To assess validity of a derivative action the court relied on well-established law as to a director's breach of duty of loyalty. A stockholder's derivative claim may only proceed “if (i) the stockholder demanded that the directors pursue the corporate claim and they wrongfully refused to do so or (ii) demand is excused because directors are incapable of making an impartial decision regarding the litigation.” Plaintiff did not make a pre-suit demand. Therefore, the court applied the Rales and Aronson tests, with “significant analytical overlap”, to decide whether Plaintiff established, with enough particularity, that a pre-suit demand would have been futile because the directors were incapable of making an impartial decision.           

Under Rales, the more general and overarching test for futility, a plaintiff must prove that the Board, at the time litigation commenced, would not have exercised independent and disinterested business judgment in responding to the demand to file suit. The Aronson test is narrower and circumstance-specific, requiring plaintiffs to establish reasonable doubt that (1) the directors were disinterested and independent or (2) the challenged transaction was otherwise the product of a valid exercise of business judgment. The court in this case determined that both tests in effect ask the same question: “could the directors bring business judgment to bear on the demand?”

The court then analyzed the two prongs of Aronson  to establish that Plaintiff failed to show futility under both prongs of the test.

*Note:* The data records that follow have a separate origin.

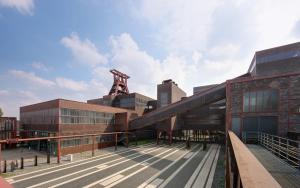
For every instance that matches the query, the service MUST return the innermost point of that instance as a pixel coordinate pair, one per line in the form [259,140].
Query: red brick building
[8,128]
[64,117]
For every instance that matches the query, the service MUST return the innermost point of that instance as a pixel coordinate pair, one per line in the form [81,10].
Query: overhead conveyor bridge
[206,97]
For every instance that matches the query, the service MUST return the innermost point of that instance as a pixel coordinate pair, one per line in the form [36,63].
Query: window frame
[269,108]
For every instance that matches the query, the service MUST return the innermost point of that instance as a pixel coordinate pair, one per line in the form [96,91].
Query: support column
[116,141]
[127,140]
[0,158]
[93,146]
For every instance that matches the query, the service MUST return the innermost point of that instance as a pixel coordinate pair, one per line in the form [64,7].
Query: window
[74,116]
[164,101]
[260,101]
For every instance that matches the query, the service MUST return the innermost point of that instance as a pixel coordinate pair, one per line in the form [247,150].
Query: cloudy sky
[65,48]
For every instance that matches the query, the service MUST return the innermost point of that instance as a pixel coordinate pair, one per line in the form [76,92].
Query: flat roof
[65,103]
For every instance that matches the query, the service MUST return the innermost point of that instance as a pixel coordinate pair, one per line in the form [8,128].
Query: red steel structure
[61,138]
[119,86]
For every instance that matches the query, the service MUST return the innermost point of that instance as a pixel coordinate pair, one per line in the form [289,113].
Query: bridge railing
[242,167]
[286,149]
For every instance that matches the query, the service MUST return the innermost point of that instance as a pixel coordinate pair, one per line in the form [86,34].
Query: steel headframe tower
[119,86]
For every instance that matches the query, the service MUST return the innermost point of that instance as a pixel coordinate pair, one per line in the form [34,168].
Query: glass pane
[252,101]
[246,102]
[236,125]
[266,100]
[259,101]
[274,100]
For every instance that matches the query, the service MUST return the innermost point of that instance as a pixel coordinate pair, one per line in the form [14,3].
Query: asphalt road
[145,166]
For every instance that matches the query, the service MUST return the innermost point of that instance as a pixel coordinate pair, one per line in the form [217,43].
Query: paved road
[145,166]
[283,173]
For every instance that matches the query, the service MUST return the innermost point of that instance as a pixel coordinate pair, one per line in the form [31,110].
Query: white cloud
[84,50]
[32,78]
[71,84]
[40,66]
[180,26]
[23,6]
[4,92]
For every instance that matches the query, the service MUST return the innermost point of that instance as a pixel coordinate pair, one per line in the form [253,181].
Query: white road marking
[103,179]
[212,171]
[79,161]
[202,177]
[178,170]
[188,155]
[132,174]
[111,180]
[155,183]
[101,168]
[10,180]
[196,172]
[160,172]
[59,169]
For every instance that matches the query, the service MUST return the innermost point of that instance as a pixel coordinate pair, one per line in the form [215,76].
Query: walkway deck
[284,174]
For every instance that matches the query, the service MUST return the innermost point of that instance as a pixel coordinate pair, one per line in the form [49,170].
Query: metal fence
[286,149]
[242,167]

Under the first prong of Aronson, the court found that Plaintiff offered no particularized factual allegation to establish that any director defendant other than Duskin was interested in the transaction. Instead, Plaintiff offered a conclusory entrenchment theory alleging that the Board fended off the bid to preserve their individual positions, but failed to show that any other member of the Board, let alone the needed majority of directors on the Board, had any ill will toward Yoshimura that would cause lack of independence with respect to the demand. 

Under the second prong of Aronson, the court found that Plaintiff offered no allegations that other directors had a non-corporate motive or that Duskin's influence “was so powerful as to sterilize the other directors' discretion.”

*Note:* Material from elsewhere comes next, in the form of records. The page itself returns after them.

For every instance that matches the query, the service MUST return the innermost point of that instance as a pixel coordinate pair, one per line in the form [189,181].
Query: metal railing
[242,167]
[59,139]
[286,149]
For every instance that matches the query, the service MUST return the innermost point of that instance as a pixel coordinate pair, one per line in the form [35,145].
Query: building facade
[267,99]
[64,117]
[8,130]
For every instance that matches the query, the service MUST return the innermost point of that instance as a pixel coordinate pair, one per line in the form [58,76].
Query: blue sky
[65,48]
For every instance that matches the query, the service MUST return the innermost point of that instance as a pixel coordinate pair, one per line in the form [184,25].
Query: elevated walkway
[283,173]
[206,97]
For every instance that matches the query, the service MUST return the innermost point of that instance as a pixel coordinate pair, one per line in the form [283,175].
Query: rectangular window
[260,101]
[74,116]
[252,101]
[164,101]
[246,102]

Mirroring Rales, the court found that entrenchment theory is insufficient to excuse a demand per se  without particularized facts that the directors were motivated by entrenchment or other non-corporate considerations. Moreover, though the conduct may trigger the heightened scrutiny under Unocal, the court noted that a “bare-bones Unocal  claim…does not amount to a per se determination that the transaction is inexplicable other than by bad faith.”

Defendants argued that the Board opted to stay the course in favor of a turnaround plan rather than accept the bid. The court further noted that even if the directors rejected the bid for entrenchment purposes, “the decision to reject the bid and stay the course on a turnaround plan is not so egregious as to be inexplicable other than by bad faith. To the contrary, staying the course could likely have had a legitimate business purpose.”

After applying the Rales and Aronson tests for demand futility, the court granted Defendants' motion for summary judgment and dismissed Plaintiff's complaint in its entirety for failure to demonstrate that a demand upon the Board to initiate litigation would have been futile. Under both tests, the facts pled by Plaintiff did not support any inference that the actions taken by the Board were inexplicable other than as bad faith and that the Board was unable to exercise independent and disinterested business judgment in response to a demand to file suit.